PER QUESTI MOTIVI, LA CORTE, ALL'UNANIMITA',

  1. Dichiara il ricorso ammissibile;
  2. Dichiara che vi è stata violazione dell'articolo 5 § 4 della Convenzione;
  3. Dichiara,
    1. che lo Stato convenuto deve versare al ricorrente, entro tre mesi a partire dal giorno in cui la sentenza sarà divenuta definitiva conformemente all'articolo 44 § 2 della Convenzione, 4.000 EUR (quattromila euro) a titolo di risarcimento del danno morale e 2.500 EUR (duemilacinquecento euro) a titolo di rimborso delle spese, oltre ad ogni importo che possa essere dovuto a titolo d'imposta;
    2. che a partire dalla scadenza di detto termine e fino al versamento, tali importi dovranno essere maggiorati di un interesse semplice ad un tasso uguale a quello delle operazioni di rifinanziamento marginale della Banca centrale europea applicabile durante quel periodo, aumentato di tre punti percentuali;
  4. Rigetta la domanda di equa soddisfazione nel resto.
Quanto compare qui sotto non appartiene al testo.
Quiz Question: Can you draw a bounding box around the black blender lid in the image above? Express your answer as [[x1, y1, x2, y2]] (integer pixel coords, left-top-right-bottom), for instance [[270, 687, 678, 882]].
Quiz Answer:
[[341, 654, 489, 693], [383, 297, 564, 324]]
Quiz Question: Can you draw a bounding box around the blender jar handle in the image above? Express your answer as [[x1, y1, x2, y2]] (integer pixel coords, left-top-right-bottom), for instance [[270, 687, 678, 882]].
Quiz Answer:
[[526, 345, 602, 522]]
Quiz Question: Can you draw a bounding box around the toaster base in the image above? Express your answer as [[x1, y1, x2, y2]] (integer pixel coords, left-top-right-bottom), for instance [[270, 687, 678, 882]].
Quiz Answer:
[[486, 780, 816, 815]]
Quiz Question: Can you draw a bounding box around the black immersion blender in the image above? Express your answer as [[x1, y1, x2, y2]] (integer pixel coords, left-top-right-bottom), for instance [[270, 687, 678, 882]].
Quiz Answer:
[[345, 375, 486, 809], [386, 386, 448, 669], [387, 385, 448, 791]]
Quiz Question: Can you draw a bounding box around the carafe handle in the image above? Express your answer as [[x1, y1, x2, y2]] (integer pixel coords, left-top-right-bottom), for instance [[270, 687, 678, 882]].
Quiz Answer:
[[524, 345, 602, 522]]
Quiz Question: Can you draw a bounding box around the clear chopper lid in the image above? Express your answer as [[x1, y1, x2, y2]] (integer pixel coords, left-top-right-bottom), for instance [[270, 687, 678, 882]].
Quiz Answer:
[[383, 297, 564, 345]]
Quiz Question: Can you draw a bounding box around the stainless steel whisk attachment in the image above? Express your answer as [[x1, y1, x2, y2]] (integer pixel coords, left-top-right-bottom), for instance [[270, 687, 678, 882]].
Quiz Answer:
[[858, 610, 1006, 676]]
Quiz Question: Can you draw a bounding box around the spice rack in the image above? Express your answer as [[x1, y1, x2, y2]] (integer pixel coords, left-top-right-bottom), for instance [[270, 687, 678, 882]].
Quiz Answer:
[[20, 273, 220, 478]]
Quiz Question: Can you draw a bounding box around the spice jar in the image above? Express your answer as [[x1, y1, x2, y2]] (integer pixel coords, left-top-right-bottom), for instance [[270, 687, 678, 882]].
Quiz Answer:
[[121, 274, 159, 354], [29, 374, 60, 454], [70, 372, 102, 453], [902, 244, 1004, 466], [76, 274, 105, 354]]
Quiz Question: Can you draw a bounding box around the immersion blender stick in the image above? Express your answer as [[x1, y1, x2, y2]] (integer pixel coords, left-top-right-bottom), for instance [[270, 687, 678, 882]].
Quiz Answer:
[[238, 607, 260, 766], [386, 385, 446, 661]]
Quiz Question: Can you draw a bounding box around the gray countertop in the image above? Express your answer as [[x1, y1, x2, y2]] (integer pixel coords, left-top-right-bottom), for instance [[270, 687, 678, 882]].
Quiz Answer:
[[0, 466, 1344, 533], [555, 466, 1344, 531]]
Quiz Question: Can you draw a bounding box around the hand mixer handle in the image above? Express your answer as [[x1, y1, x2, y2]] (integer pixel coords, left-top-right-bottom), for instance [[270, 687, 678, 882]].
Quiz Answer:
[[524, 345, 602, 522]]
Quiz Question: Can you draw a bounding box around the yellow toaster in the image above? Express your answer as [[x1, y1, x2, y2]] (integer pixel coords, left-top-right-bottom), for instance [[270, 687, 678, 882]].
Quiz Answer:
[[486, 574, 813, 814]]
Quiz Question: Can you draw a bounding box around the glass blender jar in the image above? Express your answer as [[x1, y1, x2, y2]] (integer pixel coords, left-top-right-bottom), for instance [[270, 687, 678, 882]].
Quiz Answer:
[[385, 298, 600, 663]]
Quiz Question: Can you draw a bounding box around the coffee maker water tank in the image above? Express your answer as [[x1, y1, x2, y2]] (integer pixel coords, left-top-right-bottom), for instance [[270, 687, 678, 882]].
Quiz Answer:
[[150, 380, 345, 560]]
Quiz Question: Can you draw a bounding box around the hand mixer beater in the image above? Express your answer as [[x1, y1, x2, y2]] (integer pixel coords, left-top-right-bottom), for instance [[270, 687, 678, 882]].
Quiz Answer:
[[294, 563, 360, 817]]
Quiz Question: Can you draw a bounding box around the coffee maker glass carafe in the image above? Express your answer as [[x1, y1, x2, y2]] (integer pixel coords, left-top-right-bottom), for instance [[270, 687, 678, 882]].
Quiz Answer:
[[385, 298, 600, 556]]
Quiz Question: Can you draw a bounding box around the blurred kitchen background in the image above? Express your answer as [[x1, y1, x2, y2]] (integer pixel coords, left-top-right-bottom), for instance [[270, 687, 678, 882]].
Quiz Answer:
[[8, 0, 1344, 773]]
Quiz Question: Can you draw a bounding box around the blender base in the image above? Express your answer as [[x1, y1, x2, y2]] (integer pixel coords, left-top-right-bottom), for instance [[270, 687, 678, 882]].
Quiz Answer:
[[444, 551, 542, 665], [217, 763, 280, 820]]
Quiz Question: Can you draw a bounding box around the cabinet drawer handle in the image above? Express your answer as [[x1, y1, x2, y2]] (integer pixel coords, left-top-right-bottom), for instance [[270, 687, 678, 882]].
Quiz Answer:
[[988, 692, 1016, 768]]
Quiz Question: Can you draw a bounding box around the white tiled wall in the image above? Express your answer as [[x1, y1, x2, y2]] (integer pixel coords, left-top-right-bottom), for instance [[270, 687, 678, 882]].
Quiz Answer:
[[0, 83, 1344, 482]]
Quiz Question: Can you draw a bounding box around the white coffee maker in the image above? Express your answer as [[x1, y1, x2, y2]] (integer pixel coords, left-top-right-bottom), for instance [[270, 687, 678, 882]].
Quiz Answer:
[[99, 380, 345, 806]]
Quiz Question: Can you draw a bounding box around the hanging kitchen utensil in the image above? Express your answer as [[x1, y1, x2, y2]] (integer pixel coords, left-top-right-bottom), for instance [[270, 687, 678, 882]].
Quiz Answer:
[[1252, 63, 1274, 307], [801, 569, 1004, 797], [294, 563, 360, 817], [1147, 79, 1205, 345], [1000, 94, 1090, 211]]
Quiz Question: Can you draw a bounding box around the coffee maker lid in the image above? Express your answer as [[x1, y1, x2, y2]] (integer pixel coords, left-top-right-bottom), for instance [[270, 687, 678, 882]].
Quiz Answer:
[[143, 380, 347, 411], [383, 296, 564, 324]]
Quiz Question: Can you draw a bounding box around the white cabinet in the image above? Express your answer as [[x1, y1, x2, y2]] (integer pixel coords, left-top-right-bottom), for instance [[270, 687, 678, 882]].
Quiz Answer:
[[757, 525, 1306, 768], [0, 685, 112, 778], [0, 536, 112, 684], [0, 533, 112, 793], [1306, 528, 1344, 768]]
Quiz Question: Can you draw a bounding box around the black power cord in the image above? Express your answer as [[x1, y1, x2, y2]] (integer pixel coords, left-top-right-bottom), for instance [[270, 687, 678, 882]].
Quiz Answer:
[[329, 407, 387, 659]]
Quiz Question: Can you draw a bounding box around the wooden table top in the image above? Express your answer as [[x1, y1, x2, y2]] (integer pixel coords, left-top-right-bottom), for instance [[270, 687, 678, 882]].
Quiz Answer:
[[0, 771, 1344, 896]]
Redatto in francese, poi comunicato per iscritto il 24 aprile 2008, in applicazione dell'articolo 77 §§ 2 e 3 del regolamento.

Sally Dollé
Cancelliere

Françoise Tulkens
Presidente

Il caso trae origine dalla doglianza di un cittadino italiano, il Sig. Salvatore Stefano Rizzotto, che ha adito la Corte lamentando la violazione dell'art. 5, § 4, della Cedu poichè i ricorsi da lui presentati sulla legittimità della sua detenzione non erano stati decisi entro breve termine. Nella fattispecie il ricorrente fu arrestato per associazione per delinquere e traffico di stupefacenti, in esecuzione di un'ordinanza di custodia cautelare in carcere emessa il 24.6.2004 dal Gip di Catania.
In data 2.7.2004 presentò istanza di riesame della misura cautelare alla sezione specializzata (Tribunale del riesame) del Tribunale di Catania e, avverso la decisione di detta sezione, presentò ricorso per cassazione. La Corte di Cassazione decise di cassare l'ordinanza di applicazione della misura cautelare della detenzione in carcere, rinviando la decisione nel merito nuovamente alla sezione specializzata del Tribunale di Catania, la quale in data 24.10.2005 decise in via definitiva sul ricorso, sostituendo la misura della custodia cautelare in carcere con gli arresti domiciliari.
La Corte ha ritenuto eccessivo il periodo di tempo impiegato per giungere ad una decisione definitiva, considerando ingiustificati i ritardi intervenuti tra la proposizione del ricorso per cassazione e la decisione della Corte di Cassazione e tra quest'ultima e la decisione definitiva della sezione specializzata del Tribunale di Catania (rispettivamente circa sei e quattro mesi di ritardo).
Poiché i ritardi in questione non potevano ritenersi addebitabili al comportamento del ricorrente né giustificabili con la complessità del caso, la Corte ha sancito che vi è stata violazione dell'art. 5 § 4 della Convenzione.